Hacker News new | ask | show | jobs
by watwut 26 days ago
It will happen and it already started to happen. It started to happen even before LLM, when google started to hide smaller personal blogs in its search result. Expectation of the monetary reward has nothing to do with it, discoverability does. Culture of creating content does not exist when people cant see what others created and know no one will see what they created. A lot of smaller open source was monkey see monkey do thing - we have seen other open source projects and wanted something like that. Likewise with tutorials, we have seen other people write cool tutorials and felt like creating own and showing it out.

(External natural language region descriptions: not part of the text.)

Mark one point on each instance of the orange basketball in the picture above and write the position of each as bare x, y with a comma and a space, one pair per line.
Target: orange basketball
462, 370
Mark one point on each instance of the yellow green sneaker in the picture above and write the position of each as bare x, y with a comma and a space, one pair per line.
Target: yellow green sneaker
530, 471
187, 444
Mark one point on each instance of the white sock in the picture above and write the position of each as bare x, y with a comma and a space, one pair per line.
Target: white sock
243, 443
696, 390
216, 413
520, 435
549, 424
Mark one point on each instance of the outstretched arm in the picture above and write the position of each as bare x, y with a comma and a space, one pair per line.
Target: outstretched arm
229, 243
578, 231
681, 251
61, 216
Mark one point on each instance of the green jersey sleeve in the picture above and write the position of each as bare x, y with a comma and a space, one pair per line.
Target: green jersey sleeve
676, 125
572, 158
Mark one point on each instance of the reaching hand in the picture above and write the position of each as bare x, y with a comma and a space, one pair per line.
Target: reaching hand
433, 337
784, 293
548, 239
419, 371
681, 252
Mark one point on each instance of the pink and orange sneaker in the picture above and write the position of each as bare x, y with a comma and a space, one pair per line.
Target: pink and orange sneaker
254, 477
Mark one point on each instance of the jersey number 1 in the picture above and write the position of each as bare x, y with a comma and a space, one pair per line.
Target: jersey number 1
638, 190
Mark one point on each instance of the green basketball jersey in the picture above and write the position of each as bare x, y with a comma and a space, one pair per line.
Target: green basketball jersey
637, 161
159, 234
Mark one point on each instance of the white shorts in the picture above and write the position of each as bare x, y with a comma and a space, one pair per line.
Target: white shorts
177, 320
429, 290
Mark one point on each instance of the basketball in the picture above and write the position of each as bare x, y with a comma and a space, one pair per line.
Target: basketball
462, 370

That is not the dynamic with LLM. You see LLM output, but original creator is hidden. And if you write your own, no one will find it. Worst, other people will tell you "LLM could have write it" in reaction ... so people wont bother.

> search engines copied and indexed web pages

Notably, search engines sent people toward web pages. And when search engines stopped doing that and started to copy content, those original pages started to die out.

> Printing presses copied manuscripts

Printing press made dissemination easier. It is an equivalent of early internet, not of LLM.

> open-source software was incorporated into commercial products

Commercial product using open source library had different user then the library it is using. And crucially, it is not hiding that library from the library user.

> Wikipedia repackaged knowledge produced elsewhere

Yes, and we collectively create less encyclopedias. They are not worth writing and checking for correctness anymore, so we don't do that all that much anymore.

1 comments

The centralized choke point of web search is getting relaxed now. Unlike search engines and social networks, you can download a LLM and run it. A small one, but capable of using a library of search stubs to directly fetch information from hubs, feeds and other search engines. You can own the agent who can solve the web search part for you.

Imagine you have a 4B model and keep an equal size corpus of search stubs, small MD documents linking to hubs, feeds and search engines for millions of topics. You can use the LLM to read the stub and perform the search for you, all orchestrated locally, with greater privacy and independence. You can dis-intermediate the search chokepoint now. You can set the criteria for what to include, exclude, how to rank and present the results.

This works because good entry points for any topic change slowly over time. The construction of search stubs is trivial with existing AI agents, and can be shared as open source. A few GB for the model, a few for the search routing layer, and you got a sovereign local agent.

If this holds, access control shifts from whatever Google thinks maximizes profit to whatever the community thinks has value.

None of that will create a community of people sharing. You wont find what another guy wrote and he knows that no one will see it if he writes it.

But most crutially, what you described is not an actual thing people do.